Beware of something called "full balance billing." This is best illustrated with an example. If the creditor has an agreement with health insurance companies like Blue Shield or Blue Cross, that agreement says that the provider can charge you CERTAIN LIMITED AMOUNTS for services. In other words, the regular price might be $4,000.00 but the agreement might say that you get it for $400.00 (which is an example of something that really happened in a different case). Some providers take the position that, even though they agreed with the health insurer to take only the $400.00, they can turn around and bill you for the difference. In the view of many, that is INCORRECT and unfair. Do not agree to pay the full balance. Keep in mind that one of the services that an attorney will provide is the negotiation of such bills.

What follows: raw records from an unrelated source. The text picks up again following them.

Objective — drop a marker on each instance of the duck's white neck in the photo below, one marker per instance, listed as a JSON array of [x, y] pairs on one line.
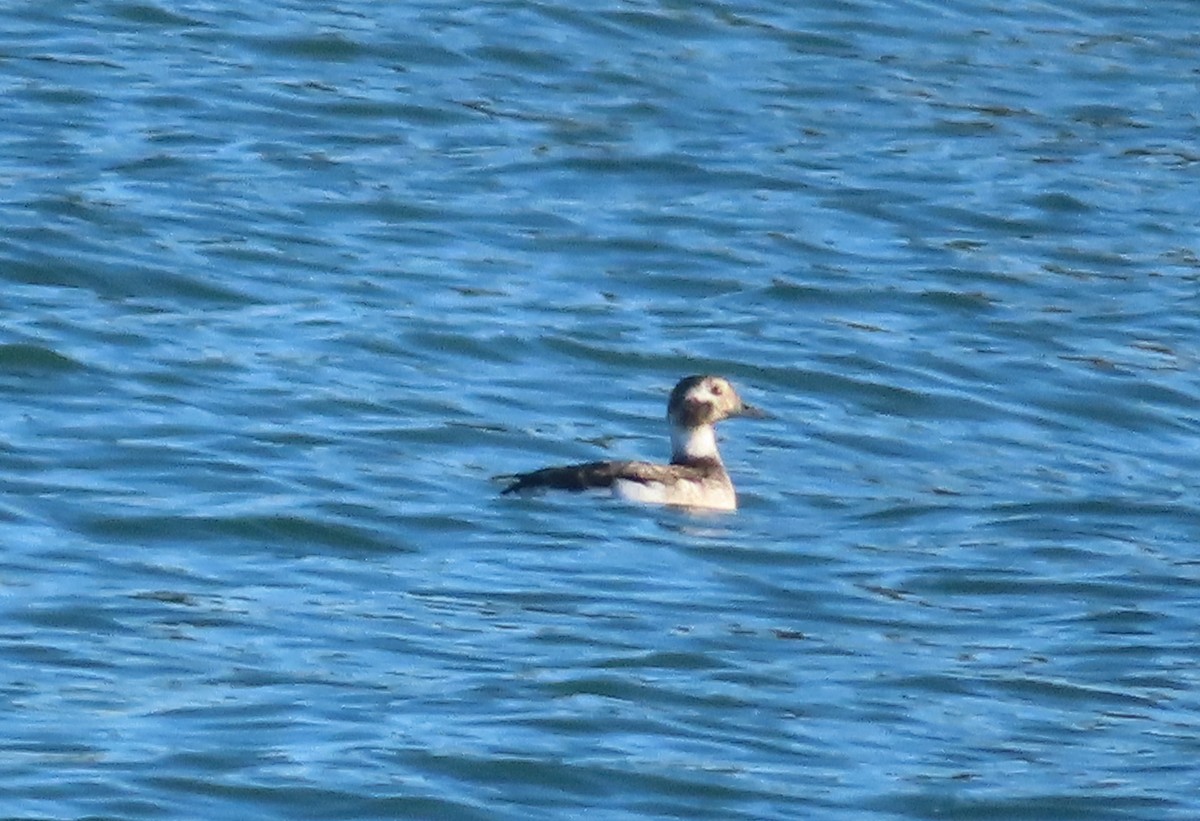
[[690, 443]]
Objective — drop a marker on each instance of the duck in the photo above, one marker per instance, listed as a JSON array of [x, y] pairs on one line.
[[695, 478]]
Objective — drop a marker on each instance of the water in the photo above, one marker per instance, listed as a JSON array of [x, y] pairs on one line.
[[282, 289]]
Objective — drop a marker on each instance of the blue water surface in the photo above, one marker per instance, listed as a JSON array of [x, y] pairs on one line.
[[286, 287]]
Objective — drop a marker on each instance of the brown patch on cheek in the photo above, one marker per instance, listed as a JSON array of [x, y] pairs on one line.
[[696, 413]]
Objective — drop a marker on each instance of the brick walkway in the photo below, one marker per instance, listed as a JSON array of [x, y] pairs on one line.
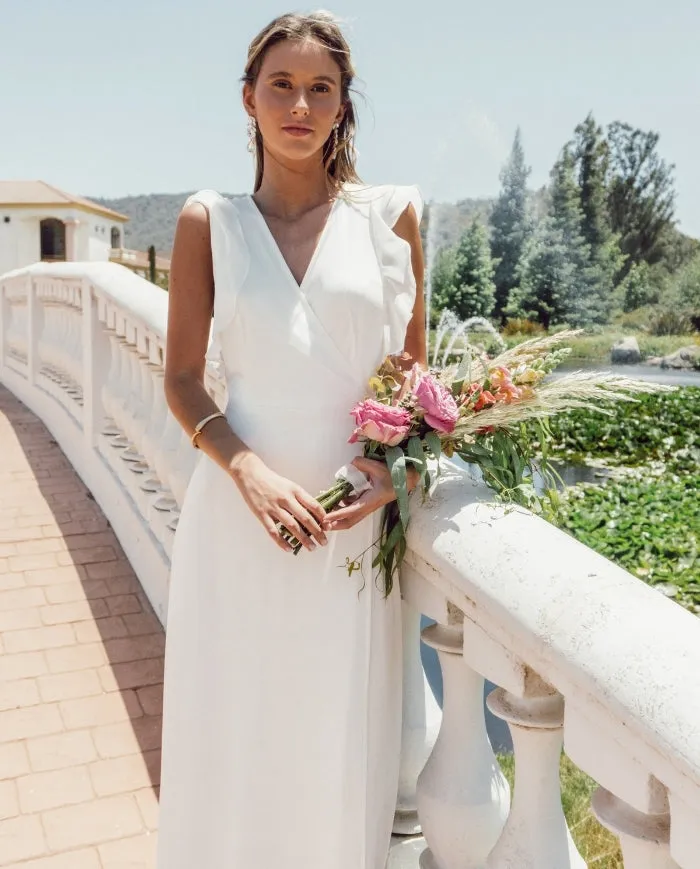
[[81, 659]]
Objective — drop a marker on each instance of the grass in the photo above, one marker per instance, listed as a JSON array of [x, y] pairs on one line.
[[648, 521], [598, 847], [595, 347]]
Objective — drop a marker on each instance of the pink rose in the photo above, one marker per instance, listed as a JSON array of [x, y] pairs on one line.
[[380, 422], [500, 376], [484, 399], [441, 411], [508, 393]]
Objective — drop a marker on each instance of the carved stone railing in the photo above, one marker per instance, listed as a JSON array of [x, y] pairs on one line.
[[584, 654]]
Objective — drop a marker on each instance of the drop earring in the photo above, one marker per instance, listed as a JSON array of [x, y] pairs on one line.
[[252, 133]]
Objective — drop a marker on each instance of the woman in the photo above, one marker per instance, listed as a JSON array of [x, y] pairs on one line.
[[282, 720]]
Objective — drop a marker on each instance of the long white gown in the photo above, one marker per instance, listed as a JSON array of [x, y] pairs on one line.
[[282, 725]]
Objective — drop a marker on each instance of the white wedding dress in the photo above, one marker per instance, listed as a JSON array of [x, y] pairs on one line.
[[282, 725]]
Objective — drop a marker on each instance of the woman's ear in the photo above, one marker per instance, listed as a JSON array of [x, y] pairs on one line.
[[248, 99], [341, 114]]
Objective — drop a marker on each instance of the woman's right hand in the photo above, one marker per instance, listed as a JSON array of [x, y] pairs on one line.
[[275, 499]]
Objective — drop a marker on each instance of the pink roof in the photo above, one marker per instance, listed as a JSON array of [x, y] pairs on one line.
[[41, 193]]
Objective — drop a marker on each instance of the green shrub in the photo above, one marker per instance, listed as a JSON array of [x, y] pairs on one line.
[[521, 326]]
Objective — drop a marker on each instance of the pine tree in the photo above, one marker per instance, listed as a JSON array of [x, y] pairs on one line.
[[546, 277], [442, 278], [471, 290], [557, 281], [591, 154], [641, 195], [511, 224]]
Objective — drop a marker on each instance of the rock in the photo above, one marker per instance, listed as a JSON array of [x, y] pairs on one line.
[[686, 358], [625, 352]]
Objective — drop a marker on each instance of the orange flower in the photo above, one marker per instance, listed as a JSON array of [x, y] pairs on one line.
[[484, 400]]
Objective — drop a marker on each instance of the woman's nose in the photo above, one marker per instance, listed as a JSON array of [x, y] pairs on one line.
[[301, 105]]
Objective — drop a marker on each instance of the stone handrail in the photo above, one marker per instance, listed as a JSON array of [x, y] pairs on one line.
[[584, 654]]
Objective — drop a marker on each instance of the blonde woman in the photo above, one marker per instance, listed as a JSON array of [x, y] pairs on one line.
[[283, 675]]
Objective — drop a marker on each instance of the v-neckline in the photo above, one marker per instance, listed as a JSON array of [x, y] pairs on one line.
[[278, 252]]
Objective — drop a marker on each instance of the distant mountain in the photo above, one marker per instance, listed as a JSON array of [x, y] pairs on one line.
[[153, 217]]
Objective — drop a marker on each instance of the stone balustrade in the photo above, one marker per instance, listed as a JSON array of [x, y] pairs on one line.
[[585, 656]]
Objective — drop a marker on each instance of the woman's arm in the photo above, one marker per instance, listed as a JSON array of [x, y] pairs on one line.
[[190, 306], [271, 498], [407, 228]]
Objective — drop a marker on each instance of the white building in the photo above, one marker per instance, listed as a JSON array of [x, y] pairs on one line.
[[40, 222]]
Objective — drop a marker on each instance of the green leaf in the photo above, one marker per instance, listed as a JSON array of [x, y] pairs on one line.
[[434, 445], [396, 462], [414, 448]]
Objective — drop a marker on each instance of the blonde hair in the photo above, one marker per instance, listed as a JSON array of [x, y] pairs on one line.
[[321, 27]]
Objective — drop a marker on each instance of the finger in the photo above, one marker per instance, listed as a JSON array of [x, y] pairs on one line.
[[290, 521], [315, 516], [371, 467], [274, 533], [355, 511]]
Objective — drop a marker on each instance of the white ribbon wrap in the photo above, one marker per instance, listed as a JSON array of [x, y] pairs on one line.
[[355, 477]]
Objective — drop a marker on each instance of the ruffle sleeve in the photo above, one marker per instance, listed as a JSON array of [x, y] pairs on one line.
[[394, 257], [230, 261]]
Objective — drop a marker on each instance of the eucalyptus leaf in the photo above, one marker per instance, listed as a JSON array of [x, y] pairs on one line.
[[396, 462]]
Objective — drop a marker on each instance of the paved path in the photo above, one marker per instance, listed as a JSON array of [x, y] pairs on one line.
[[81, 660]]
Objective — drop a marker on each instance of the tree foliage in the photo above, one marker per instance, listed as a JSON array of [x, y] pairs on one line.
[[511, 224], [641, 194], [470, 291]]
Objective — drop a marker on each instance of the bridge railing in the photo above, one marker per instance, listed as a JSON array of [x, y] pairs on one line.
[[584, 654]]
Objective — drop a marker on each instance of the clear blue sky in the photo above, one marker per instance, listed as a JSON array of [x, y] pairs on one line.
[[142, 96]]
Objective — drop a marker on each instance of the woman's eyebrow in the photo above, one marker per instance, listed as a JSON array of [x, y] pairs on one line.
[[282, 74]]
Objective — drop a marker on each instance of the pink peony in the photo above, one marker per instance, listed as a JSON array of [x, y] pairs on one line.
[[500, 376], [380, 422], [508, 393], [484, 399], [441, 411]]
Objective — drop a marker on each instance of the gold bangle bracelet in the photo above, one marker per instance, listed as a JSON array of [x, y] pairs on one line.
[[200, 425]]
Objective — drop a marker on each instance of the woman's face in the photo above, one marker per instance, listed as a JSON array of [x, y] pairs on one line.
[[296, 99]]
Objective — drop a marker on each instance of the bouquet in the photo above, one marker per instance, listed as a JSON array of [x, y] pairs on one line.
[[477, 410]]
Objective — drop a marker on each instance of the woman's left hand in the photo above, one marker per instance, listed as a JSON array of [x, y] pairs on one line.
[[381, 493]]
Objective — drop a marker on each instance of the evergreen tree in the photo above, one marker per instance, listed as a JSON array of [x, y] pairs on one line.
[[641, 195], [592, 161], [510, 223], [557, 279], [442, 279], [471, 290], [592, 157], [546, 277]]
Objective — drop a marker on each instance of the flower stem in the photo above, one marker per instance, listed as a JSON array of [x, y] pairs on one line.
[[329, 500]]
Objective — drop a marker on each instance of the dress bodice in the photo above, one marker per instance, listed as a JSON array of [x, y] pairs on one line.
[[313, 344]]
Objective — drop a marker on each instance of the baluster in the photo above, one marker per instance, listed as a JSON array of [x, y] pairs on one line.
[[420, 724], [644, 839], [110, 428], [462, 793], [535, 835], [4, 323]]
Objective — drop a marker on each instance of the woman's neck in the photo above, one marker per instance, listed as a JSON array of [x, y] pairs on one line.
[[287, 193]]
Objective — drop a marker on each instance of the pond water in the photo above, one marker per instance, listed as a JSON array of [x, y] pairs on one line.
[[571, 474], [652, 373]]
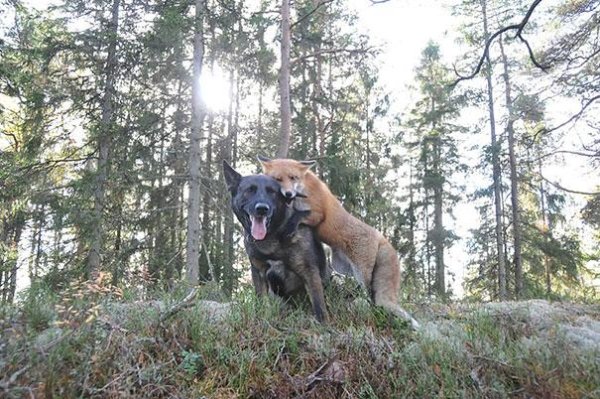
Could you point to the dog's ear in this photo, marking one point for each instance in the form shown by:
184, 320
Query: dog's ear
232, 178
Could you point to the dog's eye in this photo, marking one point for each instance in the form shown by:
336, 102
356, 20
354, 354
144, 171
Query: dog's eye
250, 191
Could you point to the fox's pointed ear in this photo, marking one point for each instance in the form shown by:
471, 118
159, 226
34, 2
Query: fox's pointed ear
232, 178
308, 164
263, 159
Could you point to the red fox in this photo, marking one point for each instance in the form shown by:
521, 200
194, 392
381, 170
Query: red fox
373, 260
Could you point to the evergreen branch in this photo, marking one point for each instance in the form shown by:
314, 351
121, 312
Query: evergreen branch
311, 12
519, 28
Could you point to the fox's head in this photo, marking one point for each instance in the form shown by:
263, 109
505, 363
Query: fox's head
288, 172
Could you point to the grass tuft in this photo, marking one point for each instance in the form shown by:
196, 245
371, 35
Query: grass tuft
95, 341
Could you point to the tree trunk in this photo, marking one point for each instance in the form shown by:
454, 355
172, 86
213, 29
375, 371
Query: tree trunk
104, 141
193, 208
496, 171
438, 223
546, 229
284, 82
514, 189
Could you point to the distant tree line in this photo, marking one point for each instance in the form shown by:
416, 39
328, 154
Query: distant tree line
110, 153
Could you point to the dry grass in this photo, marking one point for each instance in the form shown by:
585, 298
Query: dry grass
100, 345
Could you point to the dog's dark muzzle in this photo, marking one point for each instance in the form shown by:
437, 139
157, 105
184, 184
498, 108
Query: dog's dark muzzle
259, 215
262, 209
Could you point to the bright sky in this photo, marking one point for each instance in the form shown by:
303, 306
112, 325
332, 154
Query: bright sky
403, 28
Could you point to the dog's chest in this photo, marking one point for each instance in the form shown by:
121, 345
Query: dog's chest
269, 248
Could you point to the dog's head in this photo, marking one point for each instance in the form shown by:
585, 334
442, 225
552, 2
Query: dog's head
256, 200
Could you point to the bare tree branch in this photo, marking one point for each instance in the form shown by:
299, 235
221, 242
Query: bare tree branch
568, 190
330, 51
519, 28
572, 118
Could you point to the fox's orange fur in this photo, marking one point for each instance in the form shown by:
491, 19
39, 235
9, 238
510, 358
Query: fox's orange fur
374, 260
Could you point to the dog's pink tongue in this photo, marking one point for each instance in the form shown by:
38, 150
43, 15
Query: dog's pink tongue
259, 227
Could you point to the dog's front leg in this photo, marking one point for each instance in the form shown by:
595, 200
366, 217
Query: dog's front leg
258, 270
314, 288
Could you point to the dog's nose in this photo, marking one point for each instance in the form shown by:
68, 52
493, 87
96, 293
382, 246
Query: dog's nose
261, 208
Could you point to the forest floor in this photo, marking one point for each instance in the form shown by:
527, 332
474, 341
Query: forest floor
94, 341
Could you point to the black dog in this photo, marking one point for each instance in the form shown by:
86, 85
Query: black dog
284, 255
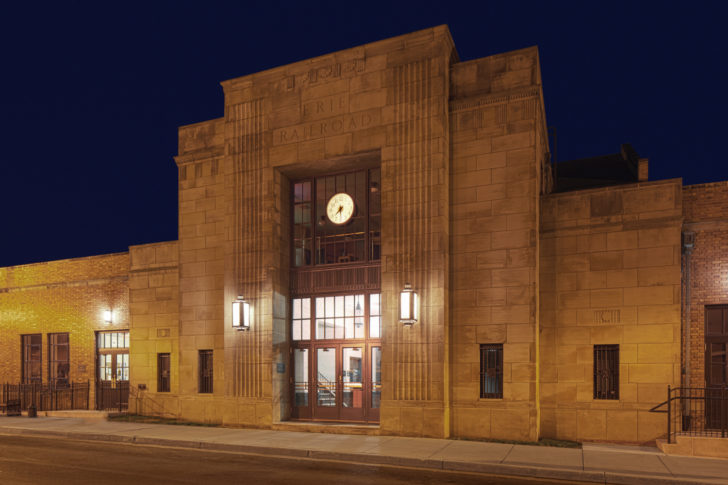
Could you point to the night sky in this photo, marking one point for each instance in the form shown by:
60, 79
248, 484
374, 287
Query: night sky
92, 93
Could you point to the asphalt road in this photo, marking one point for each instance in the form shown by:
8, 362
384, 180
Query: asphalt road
34, 460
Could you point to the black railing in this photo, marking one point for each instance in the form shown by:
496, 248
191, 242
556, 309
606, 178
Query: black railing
48, 397
695, 411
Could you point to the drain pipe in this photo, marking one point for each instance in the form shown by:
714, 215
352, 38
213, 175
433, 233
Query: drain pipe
688, 245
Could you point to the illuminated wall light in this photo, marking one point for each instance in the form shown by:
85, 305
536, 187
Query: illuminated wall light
241, 314
409, 306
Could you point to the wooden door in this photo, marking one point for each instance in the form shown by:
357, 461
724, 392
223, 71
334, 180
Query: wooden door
716, 366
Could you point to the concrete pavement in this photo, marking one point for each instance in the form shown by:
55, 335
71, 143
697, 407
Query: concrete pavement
593, 463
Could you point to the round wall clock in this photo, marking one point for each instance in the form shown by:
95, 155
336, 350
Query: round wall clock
340, 208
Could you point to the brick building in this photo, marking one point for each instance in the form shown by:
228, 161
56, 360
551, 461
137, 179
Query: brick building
548, 302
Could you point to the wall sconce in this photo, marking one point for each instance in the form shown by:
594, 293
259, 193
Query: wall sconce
409, 305
241, 314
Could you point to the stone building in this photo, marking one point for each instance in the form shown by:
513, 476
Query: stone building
548, 302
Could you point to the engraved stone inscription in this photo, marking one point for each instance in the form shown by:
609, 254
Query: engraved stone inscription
607, 316
325, 107
328, 127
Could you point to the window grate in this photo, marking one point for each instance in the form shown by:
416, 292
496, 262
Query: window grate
205, 371
163, 372
491, 371
606, 372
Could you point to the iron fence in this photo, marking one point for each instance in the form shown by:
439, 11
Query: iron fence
695, 411
47, 397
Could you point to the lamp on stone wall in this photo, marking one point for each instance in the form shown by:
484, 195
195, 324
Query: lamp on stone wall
409, 305
241, 314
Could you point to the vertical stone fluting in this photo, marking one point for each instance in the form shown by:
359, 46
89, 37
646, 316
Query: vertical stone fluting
248, 237
412, 174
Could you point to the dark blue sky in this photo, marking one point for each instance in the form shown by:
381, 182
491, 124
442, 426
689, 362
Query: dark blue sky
93, 92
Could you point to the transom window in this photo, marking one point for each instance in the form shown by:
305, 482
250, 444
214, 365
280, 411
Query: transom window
319, 240
340, 317
113, 340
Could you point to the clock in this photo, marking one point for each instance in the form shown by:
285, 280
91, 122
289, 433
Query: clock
340, 208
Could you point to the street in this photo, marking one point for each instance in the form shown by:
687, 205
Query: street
34, 460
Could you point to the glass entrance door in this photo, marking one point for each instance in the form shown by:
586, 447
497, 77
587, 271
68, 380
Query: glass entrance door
336, 358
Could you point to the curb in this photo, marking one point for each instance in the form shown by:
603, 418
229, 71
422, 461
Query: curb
554, 473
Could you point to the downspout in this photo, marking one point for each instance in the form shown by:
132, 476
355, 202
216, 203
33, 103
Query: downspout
688, 241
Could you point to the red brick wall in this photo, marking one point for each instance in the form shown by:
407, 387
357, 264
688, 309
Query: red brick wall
705, 208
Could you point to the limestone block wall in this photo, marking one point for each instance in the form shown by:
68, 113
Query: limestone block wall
382, 103
705, 208
201, 266
154, 326
69, 295
498, 147
610, 274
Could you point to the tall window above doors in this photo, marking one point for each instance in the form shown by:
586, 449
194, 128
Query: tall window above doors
337, 218
59, 364
32, 358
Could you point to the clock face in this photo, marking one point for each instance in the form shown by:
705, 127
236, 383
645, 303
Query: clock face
340, 208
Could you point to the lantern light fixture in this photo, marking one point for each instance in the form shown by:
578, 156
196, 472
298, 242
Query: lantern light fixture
409, 305
241, 314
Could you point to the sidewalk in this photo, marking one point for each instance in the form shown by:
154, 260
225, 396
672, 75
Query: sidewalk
592, 463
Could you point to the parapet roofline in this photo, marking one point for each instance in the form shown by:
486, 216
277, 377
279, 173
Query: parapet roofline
412, 39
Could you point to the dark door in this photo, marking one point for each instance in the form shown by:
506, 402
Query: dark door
716, 366
112, 375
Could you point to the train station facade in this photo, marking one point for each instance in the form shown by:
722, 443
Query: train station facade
378, 237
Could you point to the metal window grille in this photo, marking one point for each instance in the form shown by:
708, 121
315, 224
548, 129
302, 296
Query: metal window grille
491, 371
59, 364
606, 372
206, 371
32, 358
163, 372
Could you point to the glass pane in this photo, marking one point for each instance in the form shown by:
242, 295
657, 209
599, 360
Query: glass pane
326, 377
359, 328
300, 370
352, 377
374, 308
339, 306
296, 308
339, 334
374, 327
306, 308
376, 376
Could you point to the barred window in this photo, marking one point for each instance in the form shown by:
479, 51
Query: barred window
606, 372
205, 371
491, 371
32, 358
58, 359
163, 372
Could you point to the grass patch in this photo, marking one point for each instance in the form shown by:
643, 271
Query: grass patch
138, 418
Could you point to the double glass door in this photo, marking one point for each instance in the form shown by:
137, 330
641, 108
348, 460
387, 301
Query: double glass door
336, 358
337, 382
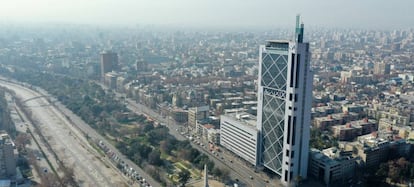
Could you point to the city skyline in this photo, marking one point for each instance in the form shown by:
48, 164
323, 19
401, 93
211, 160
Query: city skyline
227, 14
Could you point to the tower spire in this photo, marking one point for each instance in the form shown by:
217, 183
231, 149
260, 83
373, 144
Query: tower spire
299, 29
205, 176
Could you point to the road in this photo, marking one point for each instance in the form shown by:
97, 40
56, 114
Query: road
238, 169
90, 132
67, 141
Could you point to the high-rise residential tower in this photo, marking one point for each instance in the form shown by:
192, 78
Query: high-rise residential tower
284, 106
109, 62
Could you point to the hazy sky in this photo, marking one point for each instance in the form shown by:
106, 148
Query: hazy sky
214, 13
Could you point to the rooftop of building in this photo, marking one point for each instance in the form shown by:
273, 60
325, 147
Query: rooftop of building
244, 117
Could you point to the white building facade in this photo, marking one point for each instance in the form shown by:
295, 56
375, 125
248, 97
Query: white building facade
284, 106
238, 134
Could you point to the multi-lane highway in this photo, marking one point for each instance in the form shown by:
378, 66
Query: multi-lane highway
67, 141
238, 169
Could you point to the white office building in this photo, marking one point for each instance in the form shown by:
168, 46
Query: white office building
238, 134
284, 106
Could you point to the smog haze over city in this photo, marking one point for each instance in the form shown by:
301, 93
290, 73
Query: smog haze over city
378, 14
207, 93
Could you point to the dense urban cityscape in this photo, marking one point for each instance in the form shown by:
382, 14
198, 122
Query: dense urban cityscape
85, 105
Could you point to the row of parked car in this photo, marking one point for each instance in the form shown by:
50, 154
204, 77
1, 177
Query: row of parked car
124, 167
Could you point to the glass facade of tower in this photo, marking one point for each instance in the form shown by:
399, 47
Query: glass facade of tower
274, 65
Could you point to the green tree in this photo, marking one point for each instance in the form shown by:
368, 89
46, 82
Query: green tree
184, 176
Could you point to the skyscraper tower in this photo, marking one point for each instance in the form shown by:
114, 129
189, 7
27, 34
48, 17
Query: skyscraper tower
284, 106
109, 62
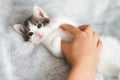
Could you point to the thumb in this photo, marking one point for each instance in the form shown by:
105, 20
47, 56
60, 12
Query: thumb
65, 47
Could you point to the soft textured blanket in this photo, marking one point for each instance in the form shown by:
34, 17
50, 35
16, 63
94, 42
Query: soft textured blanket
21, 60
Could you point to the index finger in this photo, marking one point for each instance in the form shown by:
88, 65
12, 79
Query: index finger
70, 29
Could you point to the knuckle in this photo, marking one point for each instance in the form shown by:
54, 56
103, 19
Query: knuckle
80, 34
95, 34
89, 27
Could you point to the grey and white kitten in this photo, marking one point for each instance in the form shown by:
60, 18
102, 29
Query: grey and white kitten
40, 29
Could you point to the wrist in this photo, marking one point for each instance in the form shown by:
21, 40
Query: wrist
81, 72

Second choice is to ask them to "take a lien" on the "case." This means that they will agree to not press you for money until the case or claim settles, at which time they will be paid through the settlement. The advantage is that you do not have to come up with the money now (which in any event would be repaid to you out of the settlement). The other advantage is that you or your attorney would have a chance to negotiate (i.e., reduce) their bill. If they agree to this, they will provide you with a form to sign, which you should permit your attorney to review before you actually sign it. If the provider does not have the form, tell them to call your attorney, who will send a form to them.

Third choice is to pay the amount (either the amount that they ask for or an amount that you negotiate), and get reimbursed from the settlement.

If you fail to do any of these things, the likely outcome will be that the matter will be turned over to collection. However, there have been cases where the provider "writes off" the balance (i.e., reduces it to zero).

Insurance companies don't sue their policyholders

Insurance is something you buy to put the risk of a loss on the insurance company. When you buy insurance, you are saying, “I think there’s going to be a loss that I’m responsible for, so I’d like to pay someone to take care of it if it happens.” If there is a loss, you win your bet and they take care of it; if there isn’t, they win by keeping your premiums. 

The system is set up so that the insurance companies still make a profit even though they are paying losses, like an injured child’s medical costs. So, insurers do not have to sue their policyholders for anything, ever. And if they did, it would defeat the purpose and nobody would waste their money on insurance anymore.